When he woke up that morning Joe was alone in his bed. He rose and entered the kitchen where his girlfriend Mary was laying breakfast on the table. “Eat up”, she said. “We’re going for a walk.”
It was too early for Joe’s bleary eyes and pulsating head to fully acknowledge the mowing of lawns, the playing of children, the hymns from church; the ideal painting of a Sunday morning. Besides, he had finished the bottle of gin last night and squinting in the harsh white light it was all he could do to stay upright.
They walked for hours. Out of the town they picked up on a trail that took them away from their society and out of sight, into nature, alone. Mary led the way, whistling, singing, running ahead to investigate anything that took her interest. They traversed fields that lay for miles and found themselves in a sea of green with no evidence of the interference of man. The trail they took ended atop a rolling plateau of long grass and sporadic trees and still they pushed on and down into a valley they descended to see a wooden house covered in moss, with peeling paint, with empty windows.
“Let’s take a look”, Mary whispered. With the awe and innocence of a child.
“It’s old.” Joe stood with his hands on his waist. “There’s nothing to see.”
She ignored him and waded through the field anyway, without looking back. He eventually followed.
She walked through the house, lingering in each room in an attempt to fully understand its purpose. She did this three times, continuing to notice intricate and underlying beauty within those aged walls. Patches on the wall less worn where a painting or photograph had hung, but no longer. A vase with the desiccated and stale remains of stems and petals at its base. Tables and worn chairs with discoloured fabric upended upon the scattered detritus that covered everything. It was earthy and warm and in the light that poured through the puncture holes and windows she could see the illuminated paths of a past life.
Joe took one look inside then stepped out and watched the hills. When he grew tired of this he returned to find something to entertain him. Moments later he sat on the porch flicking through a stack of sepia photographs of people who may have lived here. He found one family portrait and they stared without smiling, standing at attention. The backdrop could have been any of the fields surrounding the house. He took a lighter from his shirt pocket and set the photographs alight, watching them curl and blacken into flakes.
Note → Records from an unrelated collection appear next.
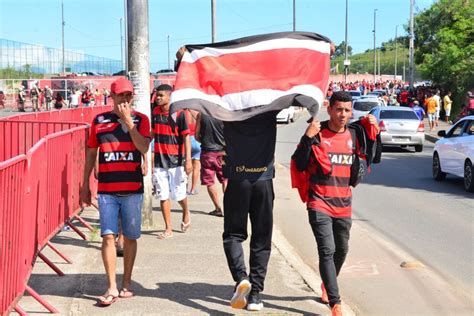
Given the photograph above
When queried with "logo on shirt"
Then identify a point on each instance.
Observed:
(118, 156)
(340, 159)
“Why do you think they left?” She stood behind him, watching the fading flames in the dirt in front of the house.
“Because it’s in the middle of nowhere. It became irrelevant.”
“How terribly sad.”
“Why did you bring us up here?” Joe asked.
She considered the question for a time. He watched her, her dress moving in the slight breeze, her mournful eyes black with no reflection. She simply shrugged.
“Come on.” He stood, rubbing his arms tirelessly. “It will be dark by the time we get back.”
They walked back to the house in silence under the bright light of the moon, a cosmic streetlamp. Searching for intentions on that still night but finding none. Joe slumped in front of the television, to drink. Later he went to bed and when he woke he was alone again.